Job Pim fue el mejor versificador venezolano: por la sonoridad y

el ritmo de sus frases; por sus versos que suenan bien pero sin

perder sentido; por su manejo perfecto de la rima, aun para las

consonantes mas difíciles.

 

Y junto al humorista y al versificador extraordinario, Job Pim

supo, en multitud de oportunas ocasiones, dictar lecciones

avisadoras y sabias moralejas, de mejor efecto que muchos serios

tratados. Y cuando quiso, demostró ser un notable poeta lírico,

como se aprecia en su poema La Bordadora.

 

Encargado de la Presidencia el general López Contreras, éste

nombró Cónsul en España a Francisco, quien acababa de casarse.

Escogió Valencia, ciudad que le encantó, pasando en ella una

temporada feliz como recién casado. Y a pesar de la guerra que

estando allí le sorprendió, al preguntarle un amigo cómo le iba

en su cargo, le respondió:

-No puedo quejarme, este es un Consulado bueno...,

pero con_su_lado malo.

 

Regresó a Venezuela en 1940, y a pesar de sus quebrantos de salud,

reanudó sus tareas periodísticas para El Heraldo, El Universal y

El Morrocoy Azul. Fue sometido a una intervención quirúrgica,

como último recurso para sus males. Apenas sobrevivió a la

operación 36 horas. Y todavía en ese estado conservó su espíritu

humorístico. Al regresar de la mesa de operaciones, como fuera a

verlo el poeta Blanco, le dijo:

-Andrés Eloy, ¿sabes que por fin abrieron el segundo frente?

Está delirando, pensó Andrés.

Pero el Jobo continuó, mostrándole al amigo la herida que le

dejará la operación:

-Sí, viejo, se lo abrieron al más zoquete. Me lo abrieron a mí...
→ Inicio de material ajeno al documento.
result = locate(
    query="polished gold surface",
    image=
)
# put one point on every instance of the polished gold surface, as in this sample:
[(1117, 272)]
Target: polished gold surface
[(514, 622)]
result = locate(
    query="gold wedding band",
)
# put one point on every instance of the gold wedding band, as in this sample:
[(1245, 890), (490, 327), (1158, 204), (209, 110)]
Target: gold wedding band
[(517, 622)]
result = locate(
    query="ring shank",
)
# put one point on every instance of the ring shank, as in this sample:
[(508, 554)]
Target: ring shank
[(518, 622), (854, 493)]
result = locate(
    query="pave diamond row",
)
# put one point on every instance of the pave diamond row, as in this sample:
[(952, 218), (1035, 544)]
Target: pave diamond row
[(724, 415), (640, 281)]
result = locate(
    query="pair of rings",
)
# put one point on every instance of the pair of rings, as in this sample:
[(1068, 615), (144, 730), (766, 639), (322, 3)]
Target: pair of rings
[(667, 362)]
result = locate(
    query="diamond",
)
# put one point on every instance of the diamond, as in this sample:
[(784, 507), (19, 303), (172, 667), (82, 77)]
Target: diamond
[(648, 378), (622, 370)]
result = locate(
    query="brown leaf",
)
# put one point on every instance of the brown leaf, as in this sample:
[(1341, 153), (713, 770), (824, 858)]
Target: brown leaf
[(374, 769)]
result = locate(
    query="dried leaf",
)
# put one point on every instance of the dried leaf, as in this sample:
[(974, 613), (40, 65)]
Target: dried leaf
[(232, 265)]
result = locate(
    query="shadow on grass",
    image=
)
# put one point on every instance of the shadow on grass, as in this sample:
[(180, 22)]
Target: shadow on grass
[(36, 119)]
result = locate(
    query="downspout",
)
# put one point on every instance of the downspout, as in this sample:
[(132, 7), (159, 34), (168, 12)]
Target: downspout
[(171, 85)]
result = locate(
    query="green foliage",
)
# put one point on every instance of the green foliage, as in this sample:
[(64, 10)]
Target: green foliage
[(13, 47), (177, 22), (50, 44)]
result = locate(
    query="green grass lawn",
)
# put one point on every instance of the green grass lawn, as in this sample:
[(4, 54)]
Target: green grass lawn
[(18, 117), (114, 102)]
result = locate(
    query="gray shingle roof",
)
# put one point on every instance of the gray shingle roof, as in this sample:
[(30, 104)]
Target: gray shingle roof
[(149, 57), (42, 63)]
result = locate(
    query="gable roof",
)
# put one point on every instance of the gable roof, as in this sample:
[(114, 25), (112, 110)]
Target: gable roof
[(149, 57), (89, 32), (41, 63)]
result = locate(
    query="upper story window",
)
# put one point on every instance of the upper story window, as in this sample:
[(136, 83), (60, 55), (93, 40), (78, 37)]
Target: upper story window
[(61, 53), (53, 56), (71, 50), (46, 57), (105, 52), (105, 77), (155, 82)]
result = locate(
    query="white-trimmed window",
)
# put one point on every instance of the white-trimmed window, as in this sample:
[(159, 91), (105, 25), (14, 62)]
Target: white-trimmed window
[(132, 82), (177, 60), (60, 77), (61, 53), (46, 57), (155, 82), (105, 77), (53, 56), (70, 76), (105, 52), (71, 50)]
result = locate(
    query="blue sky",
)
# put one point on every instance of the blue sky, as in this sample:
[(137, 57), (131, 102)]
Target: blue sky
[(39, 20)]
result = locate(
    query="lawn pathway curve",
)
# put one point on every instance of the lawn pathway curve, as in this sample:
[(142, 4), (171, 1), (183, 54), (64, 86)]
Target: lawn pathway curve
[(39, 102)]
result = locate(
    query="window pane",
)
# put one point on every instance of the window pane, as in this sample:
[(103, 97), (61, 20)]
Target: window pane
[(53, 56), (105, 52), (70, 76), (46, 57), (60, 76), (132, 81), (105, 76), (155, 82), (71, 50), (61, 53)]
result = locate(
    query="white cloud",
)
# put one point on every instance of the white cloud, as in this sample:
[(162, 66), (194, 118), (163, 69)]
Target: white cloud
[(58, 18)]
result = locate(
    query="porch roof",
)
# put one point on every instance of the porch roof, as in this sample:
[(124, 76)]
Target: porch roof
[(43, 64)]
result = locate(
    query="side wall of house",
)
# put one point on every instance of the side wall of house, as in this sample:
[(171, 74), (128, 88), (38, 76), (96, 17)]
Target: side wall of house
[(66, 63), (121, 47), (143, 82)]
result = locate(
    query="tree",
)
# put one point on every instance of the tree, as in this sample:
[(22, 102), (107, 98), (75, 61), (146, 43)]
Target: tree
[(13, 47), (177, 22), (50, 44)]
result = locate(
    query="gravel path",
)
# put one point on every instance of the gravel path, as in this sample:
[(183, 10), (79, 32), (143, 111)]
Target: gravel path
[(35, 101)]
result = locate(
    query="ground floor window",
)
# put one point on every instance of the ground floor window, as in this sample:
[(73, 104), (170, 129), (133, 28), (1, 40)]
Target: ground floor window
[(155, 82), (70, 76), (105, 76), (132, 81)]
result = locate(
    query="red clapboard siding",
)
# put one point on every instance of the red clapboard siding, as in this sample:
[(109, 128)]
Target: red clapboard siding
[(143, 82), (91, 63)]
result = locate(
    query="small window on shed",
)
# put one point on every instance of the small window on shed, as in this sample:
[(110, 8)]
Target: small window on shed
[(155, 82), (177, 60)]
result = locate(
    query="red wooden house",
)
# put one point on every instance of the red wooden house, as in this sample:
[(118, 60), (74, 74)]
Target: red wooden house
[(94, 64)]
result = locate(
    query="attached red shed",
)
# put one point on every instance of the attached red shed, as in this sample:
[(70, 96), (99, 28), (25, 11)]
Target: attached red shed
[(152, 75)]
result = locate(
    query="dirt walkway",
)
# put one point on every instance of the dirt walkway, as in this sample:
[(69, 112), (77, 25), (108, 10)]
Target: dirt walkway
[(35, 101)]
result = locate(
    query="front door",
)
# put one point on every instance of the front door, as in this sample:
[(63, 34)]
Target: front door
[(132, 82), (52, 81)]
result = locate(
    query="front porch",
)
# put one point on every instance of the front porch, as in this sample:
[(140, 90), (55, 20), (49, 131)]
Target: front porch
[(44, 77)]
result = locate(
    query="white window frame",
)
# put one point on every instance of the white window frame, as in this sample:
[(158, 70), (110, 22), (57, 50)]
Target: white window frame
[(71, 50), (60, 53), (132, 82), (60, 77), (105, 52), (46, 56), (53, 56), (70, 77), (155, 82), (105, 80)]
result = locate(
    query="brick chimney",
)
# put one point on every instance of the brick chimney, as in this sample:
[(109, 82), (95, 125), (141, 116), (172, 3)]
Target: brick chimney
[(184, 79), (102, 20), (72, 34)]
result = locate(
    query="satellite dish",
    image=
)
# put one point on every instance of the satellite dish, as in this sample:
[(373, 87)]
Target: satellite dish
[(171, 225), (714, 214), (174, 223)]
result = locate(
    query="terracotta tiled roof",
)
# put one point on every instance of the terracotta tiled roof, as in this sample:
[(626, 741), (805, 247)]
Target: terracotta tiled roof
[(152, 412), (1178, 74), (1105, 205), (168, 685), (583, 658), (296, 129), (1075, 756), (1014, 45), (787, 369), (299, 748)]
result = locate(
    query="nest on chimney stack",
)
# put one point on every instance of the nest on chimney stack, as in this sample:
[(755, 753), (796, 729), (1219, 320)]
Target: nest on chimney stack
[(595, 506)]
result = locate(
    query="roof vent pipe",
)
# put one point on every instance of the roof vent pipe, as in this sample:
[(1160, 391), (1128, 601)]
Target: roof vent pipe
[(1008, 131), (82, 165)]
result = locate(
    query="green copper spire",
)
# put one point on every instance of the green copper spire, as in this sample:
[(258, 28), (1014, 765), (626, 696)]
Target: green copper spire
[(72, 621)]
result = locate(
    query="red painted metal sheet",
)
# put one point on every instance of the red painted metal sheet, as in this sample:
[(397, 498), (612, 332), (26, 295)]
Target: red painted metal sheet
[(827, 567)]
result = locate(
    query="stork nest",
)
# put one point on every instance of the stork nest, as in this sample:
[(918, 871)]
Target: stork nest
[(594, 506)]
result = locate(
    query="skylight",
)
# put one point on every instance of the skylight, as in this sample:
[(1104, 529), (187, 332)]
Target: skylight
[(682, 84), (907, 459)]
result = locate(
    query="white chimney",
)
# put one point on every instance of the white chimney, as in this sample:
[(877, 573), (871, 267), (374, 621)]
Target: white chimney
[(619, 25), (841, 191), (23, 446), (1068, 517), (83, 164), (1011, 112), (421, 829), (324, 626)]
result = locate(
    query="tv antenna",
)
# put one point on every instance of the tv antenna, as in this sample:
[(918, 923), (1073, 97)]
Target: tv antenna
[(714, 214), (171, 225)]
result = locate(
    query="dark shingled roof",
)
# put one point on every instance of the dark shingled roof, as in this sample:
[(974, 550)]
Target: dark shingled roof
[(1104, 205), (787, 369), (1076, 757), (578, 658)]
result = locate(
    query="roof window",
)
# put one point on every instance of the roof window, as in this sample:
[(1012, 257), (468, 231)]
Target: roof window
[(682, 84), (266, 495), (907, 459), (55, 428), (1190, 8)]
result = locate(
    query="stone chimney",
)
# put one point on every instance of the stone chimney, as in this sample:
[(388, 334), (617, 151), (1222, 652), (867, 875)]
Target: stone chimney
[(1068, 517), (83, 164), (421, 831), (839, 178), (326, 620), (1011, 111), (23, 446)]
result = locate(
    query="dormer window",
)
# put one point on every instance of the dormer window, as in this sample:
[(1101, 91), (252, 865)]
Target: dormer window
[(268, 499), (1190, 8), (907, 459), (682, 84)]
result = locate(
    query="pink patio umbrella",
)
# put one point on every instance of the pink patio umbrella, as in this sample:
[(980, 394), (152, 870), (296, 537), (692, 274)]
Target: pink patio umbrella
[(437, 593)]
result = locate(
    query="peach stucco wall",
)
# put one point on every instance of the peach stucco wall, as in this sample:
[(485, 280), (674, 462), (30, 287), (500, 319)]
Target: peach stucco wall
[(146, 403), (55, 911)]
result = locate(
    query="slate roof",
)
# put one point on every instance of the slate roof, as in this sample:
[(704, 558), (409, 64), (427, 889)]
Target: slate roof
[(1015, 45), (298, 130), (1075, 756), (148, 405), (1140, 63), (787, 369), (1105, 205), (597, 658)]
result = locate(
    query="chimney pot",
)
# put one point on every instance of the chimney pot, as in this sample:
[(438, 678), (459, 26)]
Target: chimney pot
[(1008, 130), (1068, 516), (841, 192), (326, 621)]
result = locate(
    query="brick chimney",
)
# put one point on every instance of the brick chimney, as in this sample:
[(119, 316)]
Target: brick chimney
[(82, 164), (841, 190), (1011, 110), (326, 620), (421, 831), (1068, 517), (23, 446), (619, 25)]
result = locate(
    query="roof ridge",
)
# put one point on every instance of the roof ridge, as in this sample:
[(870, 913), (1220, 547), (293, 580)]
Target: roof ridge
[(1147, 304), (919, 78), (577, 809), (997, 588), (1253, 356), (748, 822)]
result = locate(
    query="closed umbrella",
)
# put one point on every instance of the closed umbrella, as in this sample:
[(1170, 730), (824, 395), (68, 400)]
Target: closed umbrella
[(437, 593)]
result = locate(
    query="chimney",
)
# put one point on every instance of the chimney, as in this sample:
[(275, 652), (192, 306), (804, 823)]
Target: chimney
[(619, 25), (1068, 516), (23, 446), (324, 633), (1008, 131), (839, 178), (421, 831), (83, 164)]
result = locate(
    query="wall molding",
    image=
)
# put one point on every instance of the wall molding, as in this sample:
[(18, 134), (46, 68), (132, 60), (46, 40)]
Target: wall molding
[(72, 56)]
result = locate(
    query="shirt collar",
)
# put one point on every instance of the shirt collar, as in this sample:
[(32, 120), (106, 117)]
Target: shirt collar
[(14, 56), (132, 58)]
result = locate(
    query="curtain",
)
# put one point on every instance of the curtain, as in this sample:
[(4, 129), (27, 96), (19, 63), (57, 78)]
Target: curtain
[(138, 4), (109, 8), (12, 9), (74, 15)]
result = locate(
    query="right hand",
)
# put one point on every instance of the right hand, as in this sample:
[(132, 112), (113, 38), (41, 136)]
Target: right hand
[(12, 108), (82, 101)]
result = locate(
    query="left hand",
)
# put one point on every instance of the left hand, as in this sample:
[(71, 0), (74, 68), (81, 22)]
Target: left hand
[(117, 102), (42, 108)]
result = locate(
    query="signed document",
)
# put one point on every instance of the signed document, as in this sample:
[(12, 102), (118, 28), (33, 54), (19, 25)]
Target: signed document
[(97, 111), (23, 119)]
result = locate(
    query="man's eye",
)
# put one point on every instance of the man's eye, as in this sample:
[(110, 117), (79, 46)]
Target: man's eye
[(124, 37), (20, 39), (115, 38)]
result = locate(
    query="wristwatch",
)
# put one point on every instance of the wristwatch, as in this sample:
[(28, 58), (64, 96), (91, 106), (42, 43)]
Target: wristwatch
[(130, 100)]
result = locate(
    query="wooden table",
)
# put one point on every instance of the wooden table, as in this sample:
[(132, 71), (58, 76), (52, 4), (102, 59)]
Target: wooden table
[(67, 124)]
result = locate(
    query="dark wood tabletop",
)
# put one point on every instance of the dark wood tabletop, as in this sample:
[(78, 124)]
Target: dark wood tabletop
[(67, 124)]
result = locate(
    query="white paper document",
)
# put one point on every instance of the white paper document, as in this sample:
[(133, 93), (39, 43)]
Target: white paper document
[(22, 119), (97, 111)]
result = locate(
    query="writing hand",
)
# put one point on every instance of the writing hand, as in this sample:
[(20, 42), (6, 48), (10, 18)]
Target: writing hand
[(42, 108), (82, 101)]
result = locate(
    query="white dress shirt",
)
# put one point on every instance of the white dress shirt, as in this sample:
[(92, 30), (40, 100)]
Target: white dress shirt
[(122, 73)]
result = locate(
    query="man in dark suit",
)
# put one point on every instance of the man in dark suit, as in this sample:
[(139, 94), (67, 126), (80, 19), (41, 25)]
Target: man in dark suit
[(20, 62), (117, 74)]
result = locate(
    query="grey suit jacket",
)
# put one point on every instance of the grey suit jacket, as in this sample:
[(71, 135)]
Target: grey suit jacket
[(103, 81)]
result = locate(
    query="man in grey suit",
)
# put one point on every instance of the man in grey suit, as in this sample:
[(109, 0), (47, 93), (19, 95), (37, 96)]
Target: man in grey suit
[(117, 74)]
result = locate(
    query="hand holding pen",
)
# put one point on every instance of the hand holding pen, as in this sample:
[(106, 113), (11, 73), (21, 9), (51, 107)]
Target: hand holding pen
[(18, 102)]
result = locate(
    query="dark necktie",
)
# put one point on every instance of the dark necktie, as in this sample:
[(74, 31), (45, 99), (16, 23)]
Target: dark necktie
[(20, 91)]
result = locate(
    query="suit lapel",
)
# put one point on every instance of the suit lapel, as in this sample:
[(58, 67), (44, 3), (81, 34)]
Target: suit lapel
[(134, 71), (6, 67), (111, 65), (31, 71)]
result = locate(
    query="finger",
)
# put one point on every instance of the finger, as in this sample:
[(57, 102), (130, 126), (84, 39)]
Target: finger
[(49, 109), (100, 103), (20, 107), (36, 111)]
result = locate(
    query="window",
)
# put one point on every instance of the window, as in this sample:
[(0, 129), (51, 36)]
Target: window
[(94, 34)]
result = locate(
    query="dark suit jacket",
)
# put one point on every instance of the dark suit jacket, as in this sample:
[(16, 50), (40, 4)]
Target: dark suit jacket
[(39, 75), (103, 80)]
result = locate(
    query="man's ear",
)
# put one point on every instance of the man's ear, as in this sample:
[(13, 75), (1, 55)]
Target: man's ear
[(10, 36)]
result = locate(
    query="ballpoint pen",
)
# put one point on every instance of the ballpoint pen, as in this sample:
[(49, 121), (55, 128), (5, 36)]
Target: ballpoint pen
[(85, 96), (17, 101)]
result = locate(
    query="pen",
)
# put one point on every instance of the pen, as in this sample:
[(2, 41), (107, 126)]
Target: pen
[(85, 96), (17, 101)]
Y a Guillermo Austria, conocido por buen gastrónomo:

-Guillermo, tú no podías faltar en una operación de estómago.

 

Dos grandes poetas lo despidieron en su tumba:

 

Miguel Otero Silva con su soneto

EN LA MUERTE DE JOB PIM

 

Llegó hasta ti la muerte. Tu enemiga,

tu antítesis, tu propia negación.

Ella, la entraña seca del terrón,

y tú, la pulpa henchida de la espiga.

 

Ella, la sombra que el abismo abriga,

y tú, la luz de altivo farallón;

ella, el callado andar de la traición,

y tú, el murmullo de la voz amiga.

 

Llegó la muerte a ti: rosa esculpida

en los marfiles de tu frente lacia

y en el granito de tu pecho inerte.

 

Mas fue tu gracia tal raudal de vida

que no la muerte te tronchó la gracia

y sí tu gracia iluminó a la muerte.

 

Y Andrés Eloy Blanco con su glosa:

 

LA MUSA POPULAR DESPIDE A FRANCISCO PIMENTEL

 

Entre otros, publicó los siguientes libros en verso:

Desde mi Periscopio; Pitorreos, 1917; Sal de Pim, 1943;

Graves y Agudos. Y en prosa: Enciclopedia Espesa, 1931;

El Balance de Eva, 1922.

 

En el año de 1950 el Ministerio de Educación Nacional decidió

dar su nombre a una de las más importantes concentraciones

escolares de Caracas, ubicada en la Esquina Mamey y que desde

entonces se llama Escuela Francisco Pimentel.

 

EL HUMORISMO EN FRANCISCO PIMENTEL

 

Muchos de sus chistes y anécdotas, que improvisaba con espontaneidad

asombrosa, fueron recogidos por varios escritores. Entre otros:

 

Ingresó en cárcel de La Rotunda un sujeto del interior de la

República, el cual tenia todas las trazas de ser un general.

Alguien dijo:

-Como que es un general el preso.

Replicó el alcaide con voz fañosa:

-Aquí no hay más general que Gómez.

-Y el hambre, que también es general,

respondió el humorista.

 

El insigne poeta venezolano Andrés Eloy Blanco incurrió en el

error de sumarse a los corifeos del surealismo. En una oportunidad

escribió unos versos en esa forma y se los leyó a Job Pim, en

amable camaradería:

-Dime, con toda franqueza, ¿cómo te han parecido?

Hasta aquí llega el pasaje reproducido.